I love the thought of a once-loved beautiful doll being left behind or abandoned somewhere, the signs of neglect and time reflected in her eyes and on her face, her once shiny hopeful face now broken with pain and sorrow. And somehow even through the decay and cracks there is still beauty in there if you're willing to look.

How and when did you first get started creating custom blythe dolls?

I think I started customizing in 2011. I had been obsessed with Blythe since 2004 when Hello Blythe! Book of Postcards by Gina Garan came out. I worked at a Bookstore at that time and snatched one up and just couldn't get over how cool this big-eyed doll was and everyone else thought she was super creepy. Then in about 2011 I saw the Littlest Pet Shop Blythes at the toy store and my obsession was rekindled. I bought one and went home that night to research how to get a hold of a full sized one and conned my mom into ordering me one for Christmas that year. At the same time I ordered one of those awful fake Basaaks so I could try customizing one before I worked on a real Blythe. Back then spending $100 on a doll seemed insane!

Why blythe dolls and what inspired you to take a dark/gothic theme?

I think I was attracted to Blythe dolls because of their disproportionately large heads and huge eyes that just made them seem lifelike, you could do so much with them and add so much character with 4 different sets of eyes, even the pull cords and eyelids could be customized to fit the doll's theme. I was super goth in middle school and have always had a flair for the macabre so giving my dolls a creepy, spooky goth/paranormal look just came naturally to me, plus there are a ton of customizers out there and I didn't want to try and do the same thing. I wanted to do something a little different and make my own niche. I like the idea of flawed beauty or tragic beauty so even if I do a "pretty girl" I always have to add some cracks or veins before I feel like I can be finished with her.

What is the hardest part about creating your artwork?

The hardest part about creating my work is finding time to do it. I have two young kids and three dogs so finding time for myself is difficult but so crucial for me.

Are you working on anything new at the moment?

I'm always working on several projects at a time I have a few new girls in the works: A girl based on The Bad Seed, a Creature from the Black Lagoon, a purple ghostie girl and a few others.

What would people be surprised to learn about you?

People might be surprised to learn that I'm somewhat of a hermit, totally neurotic and self loathing and have major social anxiety.

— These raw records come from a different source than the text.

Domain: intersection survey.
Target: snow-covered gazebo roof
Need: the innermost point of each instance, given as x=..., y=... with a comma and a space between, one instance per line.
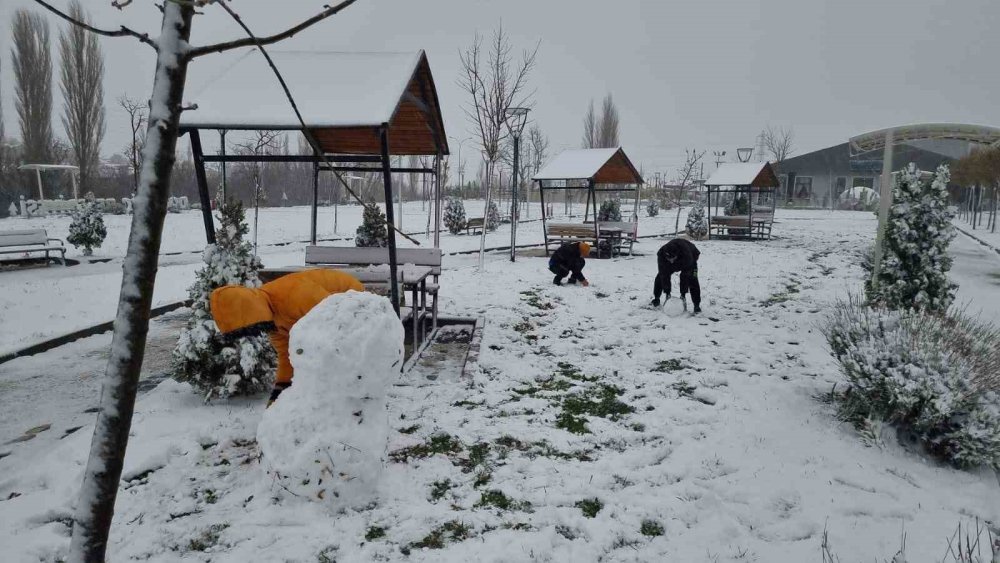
x=603, y=166
x=753, y=174
x=344, y=98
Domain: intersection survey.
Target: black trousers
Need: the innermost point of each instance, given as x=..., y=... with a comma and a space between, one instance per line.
x=562, y=271
x=689, y=283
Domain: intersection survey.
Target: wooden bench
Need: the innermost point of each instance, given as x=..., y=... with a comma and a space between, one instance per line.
x=358, y=256
x=31, y=240
x=473, y=224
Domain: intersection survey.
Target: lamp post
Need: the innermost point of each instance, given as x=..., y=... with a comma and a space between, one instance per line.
x=516, y=120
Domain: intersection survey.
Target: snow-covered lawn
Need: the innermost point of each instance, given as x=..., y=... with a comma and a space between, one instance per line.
x=50, y=301
x=595, y=429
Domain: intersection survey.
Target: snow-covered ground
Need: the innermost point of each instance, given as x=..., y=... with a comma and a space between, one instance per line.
x=45, y=302
x=703, y=438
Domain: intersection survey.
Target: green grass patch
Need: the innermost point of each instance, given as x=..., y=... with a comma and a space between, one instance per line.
x=590, y=507
x=651, y=528
x=374, y=533
x=497, y=499
x=437, y=444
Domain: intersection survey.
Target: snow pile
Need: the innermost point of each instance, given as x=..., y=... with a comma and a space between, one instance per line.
x=325, y=437
x=915, y=263
x=937, y=375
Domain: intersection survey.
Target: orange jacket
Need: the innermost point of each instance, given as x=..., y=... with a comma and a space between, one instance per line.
x=283, y=302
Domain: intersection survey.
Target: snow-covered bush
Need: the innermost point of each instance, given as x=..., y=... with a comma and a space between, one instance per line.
x=697, y=223
x=611, y=210
x=653, y=207
x=915, y=260
x=217, y=365
x=493, y=217
x=326, y=436
x=454, y=215
x=934, y=375
x=372, y=231
x=87, y=230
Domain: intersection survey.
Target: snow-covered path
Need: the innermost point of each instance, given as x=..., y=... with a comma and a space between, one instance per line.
x=705, y=429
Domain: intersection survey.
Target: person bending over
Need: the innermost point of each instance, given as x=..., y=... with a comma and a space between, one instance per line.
x=678, y=255
x=569, y=260
x=274, y=307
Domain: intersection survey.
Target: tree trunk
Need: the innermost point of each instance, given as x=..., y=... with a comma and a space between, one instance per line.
x=95, y=505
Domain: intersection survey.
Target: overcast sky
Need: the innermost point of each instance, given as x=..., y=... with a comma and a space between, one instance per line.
x=707, y=75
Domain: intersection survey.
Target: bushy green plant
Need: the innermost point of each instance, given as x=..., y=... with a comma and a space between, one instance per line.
x=933, y=374
x=217, y=365
x=373, y=230
x=87, y=230
x=915, y=259
x=454, y=215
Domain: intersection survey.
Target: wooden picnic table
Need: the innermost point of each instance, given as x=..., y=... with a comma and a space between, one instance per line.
x=410, y=276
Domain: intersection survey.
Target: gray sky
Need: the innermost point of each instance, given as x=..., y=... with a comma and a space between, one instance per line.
x=708, y=75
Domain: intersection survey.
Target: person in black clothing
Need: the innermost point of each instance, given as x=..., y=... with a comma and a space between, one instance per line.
x=568, y=260
x=678, y=255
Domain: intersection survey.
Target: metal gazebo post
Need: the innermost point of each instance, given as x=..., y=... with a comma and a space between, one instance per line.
x=387, y=184
x=516, y=119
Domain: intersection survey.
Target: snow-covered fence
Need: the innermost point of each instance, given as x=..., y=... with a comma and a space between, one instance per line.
x=47, y=207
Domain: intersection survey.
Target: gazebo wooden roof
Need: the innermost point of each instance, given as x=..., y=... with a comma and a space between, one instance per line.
x=345, y=98
x=757, y=175
x=600, y=166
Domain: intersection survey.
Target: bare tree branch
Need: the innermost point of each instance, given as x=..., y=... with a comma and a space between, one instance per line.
x=122, y=32
x=258, y=42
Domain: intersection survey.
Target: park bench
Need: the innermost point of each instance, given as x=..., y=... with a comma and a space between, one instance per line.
x=31, y=240
x=332, y=256
x=474, y=224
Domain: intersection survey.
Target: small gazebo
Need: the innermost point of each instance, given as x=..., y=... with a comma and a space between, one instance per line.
x=597, y=171
x=757, y=182
x=361, y=108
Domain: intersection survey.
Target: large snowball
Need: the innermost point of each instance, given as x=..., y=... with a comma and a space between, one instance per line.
x=325, y=437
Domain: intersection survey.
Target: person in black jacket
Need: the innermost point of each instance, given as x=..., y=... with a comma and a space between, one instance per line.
x=569, y=260
x=678, y=255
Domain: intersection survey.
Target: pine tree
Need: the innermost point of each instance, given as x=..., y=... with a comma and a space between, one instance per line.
x=372, y=231
x=611, y=210
x=915, y=260
x=697, y=225
x=653, y=208
x=454, y=215
x=87, y=229
x=493, y=217
x=217, y=365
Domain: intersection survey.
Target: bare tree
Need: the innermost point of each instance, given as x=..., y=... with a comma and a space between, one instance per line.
x=495, y=83
x=81, y=68
x=685, y=178
x=32, y=64
x=137, y=122
x=95, y=507
x=777, y=142
x=608, y=125
x=590, y=130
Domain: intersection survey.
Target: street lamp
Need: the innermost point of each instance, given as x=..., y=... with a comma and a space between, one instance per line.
x=719, y=157
x=516, y=120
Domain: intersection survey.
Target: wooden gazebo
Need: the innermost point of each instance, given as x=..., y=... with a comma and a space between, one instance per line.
x=597, y=171
x=362, y=109
x=754, y=180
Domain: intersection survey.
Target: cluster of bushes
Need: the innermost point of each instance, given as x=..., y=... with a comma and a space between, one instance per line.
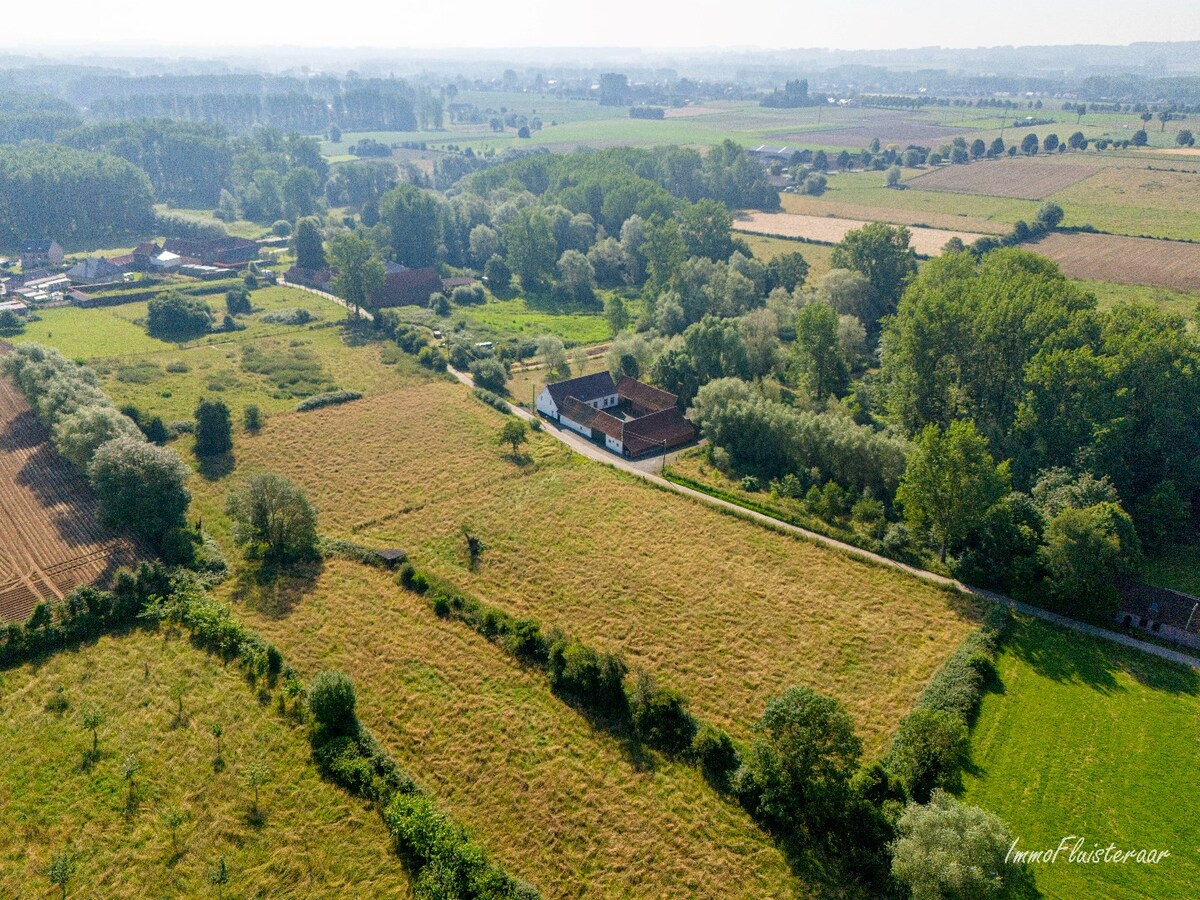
x=931, y=744
x=444, y=859
x=447, y=863
x=340, y=549
x=591, y=679
x=493, y=400
x=327, y=400
x=141, y=486
x=84, y=615
x=413, y=341
x=1049, y=219
x=771, y=438
x=288, y=316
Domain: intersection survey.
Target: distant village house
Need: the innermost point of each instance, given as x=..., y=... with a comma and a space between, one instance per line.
x=629, y=418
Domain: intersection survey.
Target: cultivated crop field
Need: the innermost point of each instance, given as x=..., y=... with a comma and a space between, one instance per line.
x=1125, y=261
x=559, y=803
x=579, y=545
x=313, y=840
x=1030, y=179
x=49, y=538
x=1087, y=738
x=817, y=256
x=1137, y=201
x=927, y=241
x=808, y=205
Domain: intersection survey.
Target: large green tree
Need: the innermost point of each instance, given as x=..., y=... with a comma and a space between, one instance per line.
x=797, y=771
x=414, y=220
x=882, y=253
x=309, y=245
x=817, y=351
x=949, y=484
x=360, y=273
x=532, y=249
x=273, y=519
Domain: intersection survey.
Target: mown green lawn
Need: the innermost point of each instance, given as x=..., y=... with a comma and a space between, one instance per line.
x=1091, y=739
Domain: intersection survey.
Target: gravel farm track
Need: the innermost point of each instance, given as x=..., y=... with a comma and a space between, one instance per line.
x=51, y=540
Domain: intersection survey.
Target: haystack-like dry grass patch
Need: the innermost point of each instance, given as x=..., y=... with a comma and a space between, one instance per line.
x=727, y=611
x=312, y=840
x=927, y=241
x=558, y=803
x=1024, y=178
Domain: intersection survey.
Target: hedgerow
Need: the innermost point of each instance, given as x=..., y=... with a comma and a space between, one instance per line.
x=327, y=400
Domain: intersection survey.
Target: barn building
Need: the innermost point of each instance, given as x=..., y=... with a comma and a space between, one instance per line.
x=629, y=418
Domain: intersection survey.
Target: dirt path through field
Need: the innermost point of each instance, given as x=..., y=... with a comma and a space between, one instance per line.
x=827, y=229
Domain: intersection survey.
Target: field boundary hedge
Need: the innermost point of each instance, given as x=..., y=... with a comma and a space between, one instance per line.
x=439, y=852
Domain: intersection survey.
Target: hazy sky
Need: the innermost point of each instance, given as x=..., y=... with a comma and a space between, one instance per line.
x=846, y=24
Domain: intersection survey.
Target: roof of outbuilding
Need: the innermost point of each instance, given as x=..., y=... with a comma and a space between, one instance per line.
x=585, y=388
x=667, y=427
x=645, y=395
x=1169, y=607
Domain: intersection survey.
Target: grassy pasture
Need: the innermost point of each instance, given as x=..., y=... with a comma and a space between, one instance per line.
x=579, y=545
x=168, y=379
x=315, y=841
x=1137, y=201
x=817, y=256
x=1096, y=741
x=1030, y=179
x=555, y=801
x=927, y=241
x=1123, y=261
x=1180, y=303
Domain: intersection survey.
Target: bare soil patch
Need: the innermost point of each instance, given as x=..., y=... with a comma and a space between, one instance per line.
x=1125, y=261
x=1027, y=179
x=888, y=131
x=49, y=539
x=927, y=241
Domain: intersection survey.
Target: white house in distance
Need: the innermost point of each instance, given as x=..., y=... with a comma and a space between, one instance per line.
x=634, y=418
x=598, y=390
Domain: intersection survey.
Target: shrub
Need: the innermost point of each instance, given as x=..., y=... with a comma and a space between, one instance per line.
x=490, y=375
x=929, y=750
x=497, y=273
x=331, y=699
x=288, y=316
x=327, y=400
x=141, y=486
x=492, y=400
x=177, y=317
x=717, y=754
x=214, y=427
x=593, y=679
x=660, y=717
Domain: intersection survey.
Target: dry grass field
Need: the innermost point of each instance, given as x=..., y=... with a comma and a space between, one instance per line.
x=927, y=241
x=558, y=803
x=1137, y=201
x=1020, y=178
x=1125, y=261
x=891, y=127
x=49, y=539
x=313, y=841
x=804, y=204
x=726, y=611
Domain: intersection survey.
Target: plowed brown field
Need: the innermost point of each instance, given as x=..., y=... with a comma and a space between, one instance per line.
x=49, y=539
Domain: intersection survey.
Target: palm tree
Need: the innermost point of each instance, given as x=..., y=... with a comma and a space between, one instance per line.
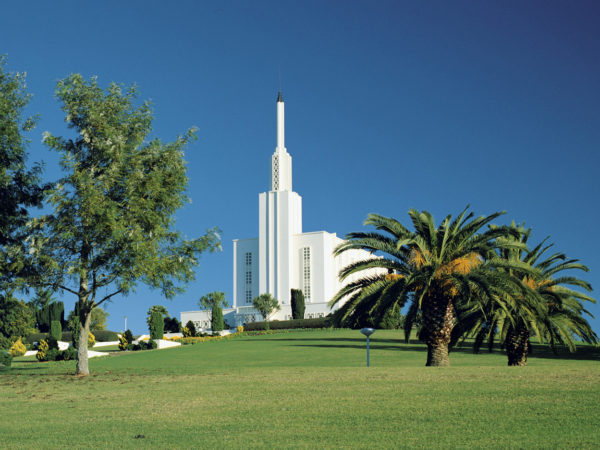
x=549, y=309
x=433, y=268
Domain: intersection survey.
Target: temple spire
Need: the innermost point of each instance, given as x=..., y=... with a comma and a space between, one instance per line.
x=281, y=161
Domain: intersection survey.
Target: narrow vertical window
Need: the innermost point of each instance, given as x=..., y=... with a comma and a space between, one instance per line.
x=306, y=274
x=248, y=278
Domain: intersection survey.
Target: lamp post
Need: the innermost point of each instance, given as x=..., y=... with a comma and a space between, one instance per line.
x=367, y=332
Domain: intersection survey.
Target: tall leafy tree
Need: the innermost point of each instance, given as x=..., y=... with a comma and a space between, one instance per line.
x=112, y=224
x=20, y=187
x=266, y=304
x=98, y=319
x=433, y=268
x=16, y=320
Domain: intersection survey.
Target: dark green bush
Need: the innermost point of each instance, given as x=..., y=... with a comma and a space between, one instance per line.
x=157, y=325
x=322, y=322
x=69, y=354
x=50, y=312
x=56, y=330
x=52, y=343
x=128, y=336
x=298, y=305
x=5, y=343
x=172, y=325
x=5, y=359
x=217, y=324
x=190, y=326
x=74, y=330
x=106, y=335
x=52, y=354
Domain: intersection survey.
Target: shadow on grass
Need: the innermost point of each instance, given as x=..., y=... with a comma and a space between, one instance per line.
x=583, y=352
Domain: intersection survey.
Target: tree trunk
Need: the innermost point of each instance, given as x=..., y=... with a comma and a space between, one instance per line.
x=438, y=321
x=517, y=343
x=82, y=367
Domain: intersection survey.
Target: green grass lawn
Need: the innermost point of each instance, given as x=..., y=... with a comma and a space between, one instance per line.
x=303, y=389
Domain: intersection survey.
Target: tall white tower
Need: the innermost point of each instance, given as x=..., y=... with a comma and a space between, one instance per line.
x=280, y=217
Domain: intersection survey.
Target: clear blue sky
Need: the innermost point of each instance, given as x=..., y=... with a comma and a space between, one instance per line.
x=390, y=105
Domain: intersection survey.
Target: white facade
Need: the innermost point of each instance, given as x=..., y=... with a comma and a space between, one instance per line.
x=282, y=257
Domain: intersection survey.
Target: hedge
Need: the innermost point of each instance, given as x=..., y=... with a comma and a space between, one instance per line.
x=321, y=322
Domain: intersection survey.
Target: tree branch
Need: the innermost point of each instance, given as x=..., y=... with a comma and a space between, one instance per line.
x=109, y=296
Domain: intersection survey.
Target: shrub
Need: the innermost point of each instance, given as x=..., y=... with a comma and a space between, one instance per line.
x=53, y=354
x=157, y=325
x=123, y=343
x=106, y=336
x=75, y=330
x=172, y=325
x=56, y=330
x=5, y=359
x=91, y=340
x=52, y=343
x=4, y=342
x=298, y=306
x=216, y=323
x=322, y=322
x=191, y=328
x=17, y=349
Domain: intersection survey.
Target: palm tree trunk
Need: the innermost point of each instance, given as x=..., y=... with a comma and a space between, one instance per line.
x=82, y=368
x=438, y=321
x=517, y=343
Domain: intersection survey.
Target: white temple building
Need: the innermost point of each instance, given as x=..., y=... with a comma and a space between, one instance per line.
x=282, y=257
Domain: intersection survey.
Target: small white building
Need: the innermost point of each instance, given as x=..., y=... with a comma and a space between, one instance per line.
x=282, y=257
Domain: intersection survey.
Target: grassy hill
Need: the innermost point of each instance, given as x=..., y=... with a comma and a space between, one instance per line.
x=303, y=389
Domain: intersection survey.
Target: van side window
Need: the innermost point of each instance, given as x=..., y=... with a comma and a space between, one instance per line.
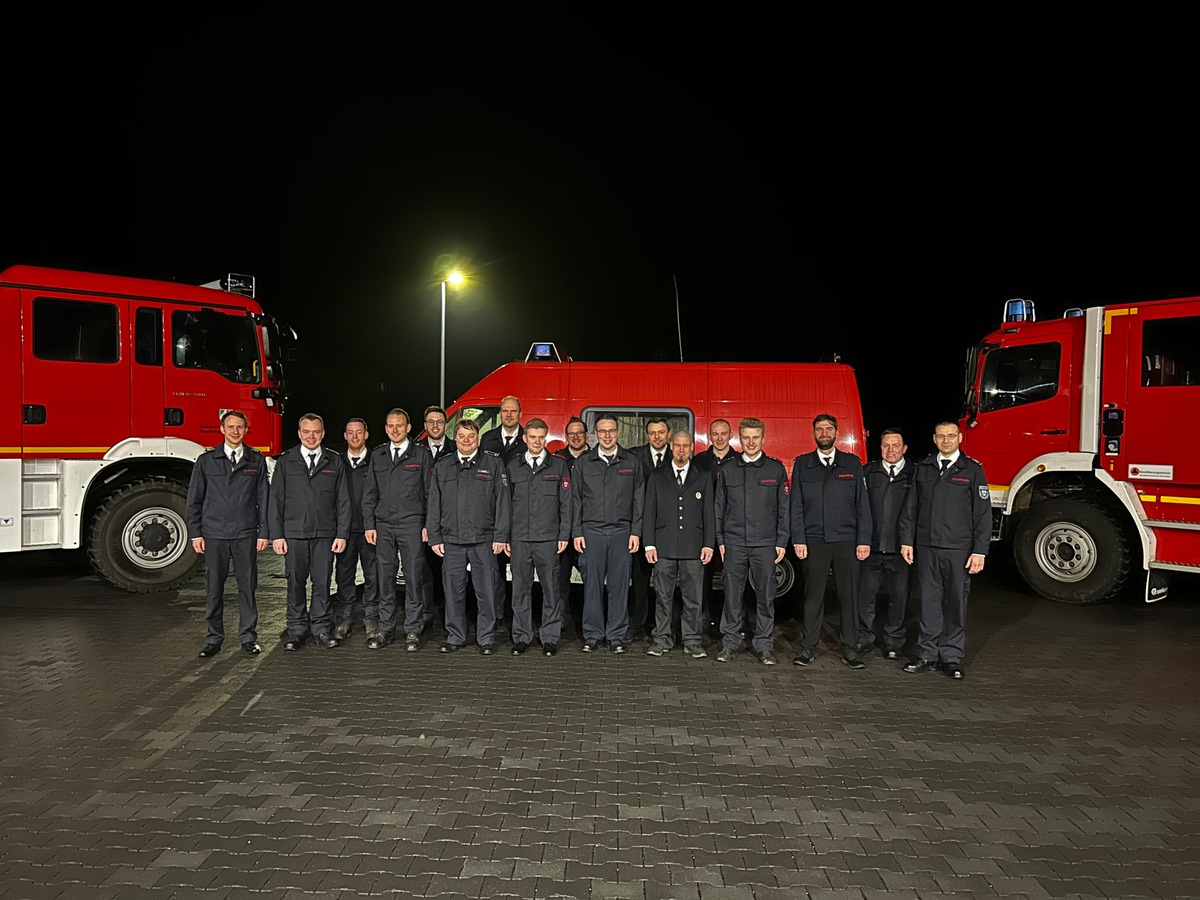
x=1015, y=376
x=76, y=330
x=1170, y=353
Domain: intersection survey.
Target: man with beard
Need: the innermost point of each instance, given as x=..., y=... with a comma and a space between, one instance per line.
x=831, y=527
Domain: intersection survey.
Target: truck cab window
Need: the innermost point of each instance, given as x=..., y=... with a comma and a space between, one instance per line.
x=1170, y=353
x=214, y=341
x=76, y=330
x=1015, y=376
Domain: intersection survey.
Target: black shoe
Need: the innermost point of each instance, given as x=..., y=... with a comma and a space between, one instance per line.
x=379, y=641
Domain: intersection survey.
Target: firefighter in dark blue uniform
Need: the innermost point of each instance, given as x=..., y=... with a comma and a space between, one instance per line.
x=310, y=516
x=831, y=527
x=540, y=486
x=576, y=432
x=394, y=507
x=507, y=442
x=468, y=523
x=227, y=504
x=888, y=481
x=358, y=550
x=946, y=526
x=606, y=525
x=751, y=504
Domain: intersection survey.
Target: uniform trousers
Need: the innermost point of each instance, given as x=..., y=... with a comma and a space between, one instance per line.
x=843, y=557
x=219, y=555
x=609, y=563
x=393, y=545
x=357, y=551
x=309, y=559
x=689, y=576
x=945, y=586
x=889, y=571
x=756, y=565
x=544, y=558
x=454, y=582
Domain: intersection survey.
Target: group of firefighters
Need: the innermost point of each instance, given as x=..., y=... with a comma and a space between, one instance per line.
x=649, y=520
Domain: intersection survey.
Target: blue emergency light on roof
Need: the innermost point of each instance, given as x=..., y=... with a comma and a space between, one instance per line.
x=543, y=352
x=1018, y=310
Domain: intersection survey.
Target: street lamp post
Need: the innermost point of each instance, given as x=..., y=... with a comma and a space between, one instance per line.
x=454, y=279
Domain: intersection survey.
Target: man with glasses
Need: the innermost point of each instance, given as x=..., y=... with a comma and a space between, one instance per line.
x=606, y=523
x=576, y=445
x=945, y=527
x=438, y=444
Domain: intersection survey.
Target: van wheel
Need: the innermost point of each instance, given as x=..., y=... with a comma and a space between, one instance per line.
x=1072, y=551
x=138, y=538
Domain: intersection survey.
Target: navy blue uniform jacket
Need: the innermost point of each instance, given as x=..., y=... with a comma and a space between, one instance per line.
x=227, y=503
x=952, y=511
x=541, y=499
x=829, y=503
x=304, y=505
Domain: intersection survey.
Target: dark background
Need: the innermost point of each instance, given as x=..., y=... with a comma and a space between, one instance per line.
x=870, y=186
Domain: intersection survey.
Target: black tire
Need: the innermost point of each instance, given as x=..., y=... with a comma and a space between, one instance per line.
x=1073, y=551
x=138, y=538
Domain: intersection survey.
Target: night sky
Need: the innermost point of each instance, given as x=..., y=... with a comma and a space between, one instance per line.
x=870, y=186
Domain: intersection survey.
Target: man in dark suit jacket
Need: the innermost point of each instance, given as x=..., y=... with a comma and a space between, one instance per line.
x=358, y=551
x=227, y=504
x=654, y=454
x=507, y=441
x=679, y=534
x=310, y=516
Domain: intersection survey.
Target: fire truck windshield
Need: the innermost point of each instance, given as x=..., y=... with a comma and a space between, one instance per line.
x=219, y=342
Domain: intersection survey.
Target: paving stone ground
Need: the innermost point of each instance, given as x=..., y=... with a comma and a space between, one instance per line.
x=1065, y=766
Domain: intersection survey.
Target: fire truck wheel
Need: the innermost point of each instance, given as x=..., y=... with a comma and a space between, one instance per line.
x=1072, y=551
x=138, y=538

Do you admire any artists?

I admire many artists both within the doll community and beyond. My favorite Blythe doll artist is Julien Martinez and I hope one day to own at least one of his amazing creations. And I think my favorite non-Doll artist is my 5 year old son Owen, he's so creative and constantly creates these fantastic works of art! I have his work hung all over the house and am planning to get some tattoos of his art as well.